Scotland

Criminals to pay for care of assaulted PCs

The Scottish government has said money from criminals will help police officers who have been assaulted.

Scottish courts have dealt with about 5,000 cases of assaults on police officers in the past two years.

In future, anyone convicted of such an assault will contribute through a restitution order.

Money raised would go the Police Benevolent Fund and the Scottish facility run by the charity Police Treatment Centres.

The proposal, which has been put forward by Justice Secretary Kenny MacAskill, will be part of the forthcoming Victims and Witnesses Bill.

Mr MacAskill is to give details of the plan during a visit to Castlebrae Police Treatment Centre in Perthshire.

Speaking ahead of the visit, Mr MacAskill told BBC Radio's Good Morning Scotland programme the bill was intended to give sheriffs more powers and discretion over sentencing than they do at present.

'More discretion'

He said the bill would also include the possibility of a surcharge being levied so that those who have suffered from crime can get some recompense from those who have perpetrated it.

This would include, for example, compensation going to charities who held the victims of crime.

Mr MacAskill added: "At the present moment they (sheriffs) don't have the opportunity for a restitution order to go to, for example, the Police Benevolent Fund or to the treatment centre.

"So what we are looking to do is to give sheriffs and the judiciary more discretion, and I think this would replace a fine. It certainly wouldn't impede the position where somebody should go straight to jail because of the nature of the assault."

Mr MasAskill said he would be "happy" to look at the possibility of other emergency services, such as ambulance staff, firefighters and nurses, being covered by the legislation.

But he pointed out there was already a specific offence in Scots law of assaulting a police officer.

He said: "We do have police officers who face matters that none of the rest of us, in the main, in the course of our duties have to put up with, and we do have the Police Benevolent Fund and the treatment centre, so this is about bringing matters together."

Calum Steele, general secretary of the Scottish Police Federation, welcomed Mr MacAskill's proposals.

He said: "The SPF is delighted the commitment and often selfless bravery of our police officers to ensure the safety of others is being recognised through this excellent initiative.

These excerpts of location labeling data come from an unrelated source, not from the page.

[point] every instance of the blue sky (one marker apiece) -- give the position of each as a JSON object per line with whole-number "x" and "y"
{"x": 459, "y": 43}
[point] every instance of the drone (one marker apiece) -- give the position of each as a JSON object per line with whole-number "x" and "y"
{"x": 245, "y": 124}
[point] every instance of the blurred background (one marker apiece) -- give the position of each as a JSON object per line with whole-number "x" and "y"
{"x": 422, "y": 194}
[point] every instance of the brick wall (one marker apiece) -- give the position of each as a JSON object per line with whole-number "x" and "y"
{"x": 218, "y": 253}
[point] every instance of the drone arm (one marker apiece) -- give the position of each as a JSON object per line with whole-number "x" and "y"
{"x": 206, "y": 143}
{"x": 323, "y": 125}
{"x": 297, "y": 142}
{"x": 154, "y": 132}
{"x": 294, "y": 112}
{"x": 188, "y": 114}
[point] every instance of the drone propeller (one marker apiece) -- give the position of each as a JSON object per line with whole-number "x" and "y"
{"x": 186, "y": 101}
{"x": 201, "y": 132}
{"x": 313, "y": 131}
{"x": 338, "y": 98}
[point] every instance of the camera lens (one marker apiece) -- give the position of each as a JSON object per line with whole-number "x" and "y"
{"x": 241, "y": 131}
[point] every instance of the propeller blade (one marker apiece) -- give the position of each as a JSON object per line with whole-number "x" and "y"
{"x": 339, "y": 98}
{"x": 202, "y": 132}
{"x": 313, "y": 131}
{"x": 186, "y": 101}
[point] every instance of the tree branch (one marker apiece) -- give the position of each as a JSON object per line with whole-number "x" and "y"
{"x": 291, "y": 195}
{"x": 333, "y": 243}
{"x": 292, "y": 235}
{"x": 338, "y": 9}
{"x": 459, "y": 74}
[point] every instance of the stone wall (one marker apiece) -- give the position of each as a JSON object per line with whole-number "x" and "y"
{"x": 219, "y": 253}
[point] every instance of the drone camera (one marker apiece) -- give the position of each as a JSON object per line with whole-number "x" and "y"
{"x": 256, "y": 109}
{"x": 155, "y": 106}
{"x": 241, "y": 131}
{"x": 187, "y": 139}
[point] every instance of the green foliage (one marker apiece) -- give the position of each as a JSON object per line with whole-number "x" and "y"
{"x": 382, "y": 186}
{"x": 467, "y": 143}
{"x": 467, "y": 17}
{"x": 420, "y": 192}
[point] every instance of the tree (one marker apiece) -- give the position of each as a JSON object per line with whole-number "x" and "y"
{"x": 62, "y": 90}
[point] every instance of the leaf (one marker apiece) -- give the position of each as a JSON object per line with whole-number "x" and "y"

"We believe this is the first time this approach has been tried anywhere in the world, which demonstrates the continued value the Scottish government places on its police service.

"Scotland's communities continue to enjoy record police numbers and record low crime. This initiative will help injured officers return to work and to their communities more quickly and will help to ensure the delivery of a world class police service to the people of Scotland".